Trigger Warning: slightly graphic imagery

For the artist Eliza Bennett, her flesh is her medium; in embroidering her palm with thick threads, she hopes to explore the ways in which we view gender roles. Her hand, swollen and bruised by her own careful work, is titled “A Woman’s Work Is Never Done,” and her gruesomely precise handiwork serves to remind the viewer of the strife of women laborers, many of whom are paid far less than their male counterparts.



Embroidery, like most traditionally female crafts, is often belittled and considered frivolous, but Bennett’s representation of women’s work is urgently and painfully profound. By literally—and unflinchingly— penetrating her own epidermis, the artist subtly subverts the notion that the efforts of women are superficial or shallow.


Building upon these themes of gender constructs, Bennett’s project blurs the lines between the private realm, coded female, and the public realm, coded male. In many ways, her skin serves as the bridge between the internal self and the external world; in embroidering it, she makes a public spectacle of her own personal narrative. As if reading her own palm, she traces its lines in various soft colors, creating intricate patterns and granting certain patches of flesh both psychological and aesthetic importance.

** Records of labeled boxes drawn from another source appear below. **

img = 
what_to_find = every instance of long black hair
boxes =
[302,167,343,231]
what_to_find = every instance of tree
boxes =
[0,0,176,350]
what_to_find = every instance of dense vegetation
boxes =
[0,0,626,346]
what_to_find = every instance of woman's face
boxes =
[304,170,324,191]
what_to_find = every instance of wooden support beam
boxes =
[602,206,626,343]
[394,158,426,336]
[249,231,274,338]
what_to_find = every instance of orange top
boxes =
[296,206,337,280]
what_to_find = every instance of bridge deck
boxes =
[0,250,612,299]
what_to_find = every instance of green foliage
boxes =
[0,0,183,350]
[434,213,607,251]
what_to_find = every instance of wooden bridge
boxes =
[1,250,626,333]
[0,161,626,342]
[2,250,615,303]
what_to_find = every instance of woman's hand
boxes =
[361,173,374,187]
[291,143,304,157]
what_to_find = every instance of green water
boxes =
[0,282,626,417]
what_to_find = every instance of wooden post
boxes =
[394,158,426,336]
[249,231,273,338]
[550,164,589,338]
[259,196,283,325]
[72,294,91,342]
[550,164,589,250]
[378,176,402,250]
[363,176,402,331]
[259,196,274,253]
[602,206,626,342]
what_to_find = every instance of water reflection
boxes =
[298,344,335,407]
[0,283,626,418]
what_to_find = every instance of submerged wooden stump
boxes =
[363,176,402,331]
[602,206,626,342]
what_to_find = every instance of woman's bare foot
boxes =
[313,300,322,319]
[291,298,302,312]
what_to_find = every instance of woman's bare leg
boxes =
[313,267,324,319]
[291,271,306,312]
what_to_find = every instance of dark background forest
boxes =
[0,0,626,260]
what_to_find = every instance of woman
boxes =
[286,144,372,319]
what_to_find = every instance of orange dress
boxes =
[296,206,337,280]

When I first stumbled across “A Woman’s Work Is Never Done,” I was profoundly enamored, and I wrote a more extensive post on it for Beautiful/Decay magazine's blog. The reader comments on the post were impassioned; some were admiring, and others were outraged. One point of contention with the work was the idea that art like this could promote self-harming habits in young women; one commenter wrote sarcastically, "I can't wait until 12 year old girls pick up on this." 

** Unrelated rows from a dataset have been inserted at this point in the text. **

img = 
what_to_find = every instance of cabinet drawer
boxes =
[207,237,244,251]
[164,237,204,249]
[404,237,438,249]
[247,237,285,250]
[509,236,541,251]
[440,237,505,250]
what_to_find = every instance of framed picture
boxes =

The other problem seemed to be the work's attempt to understand the experience of women laborers. Is it really within this artist's rights to represent a group of women of which she is not a part? readers asked. One woman explained, "a laborer would never do this [to] their hands -- the triviality of it would be astonishing to anyone that really works with their hands," and another reader felt the work cast a negative, patronizing light on working class women (I don't think I agree with that one).



The project is a jarring and courageous exploration of women's lives, making public what is so often kept private. But with the input of the fellow feminists, I'm ambivalent. Within a more nuanced social context, the work becomes deeply controversial. What do you think?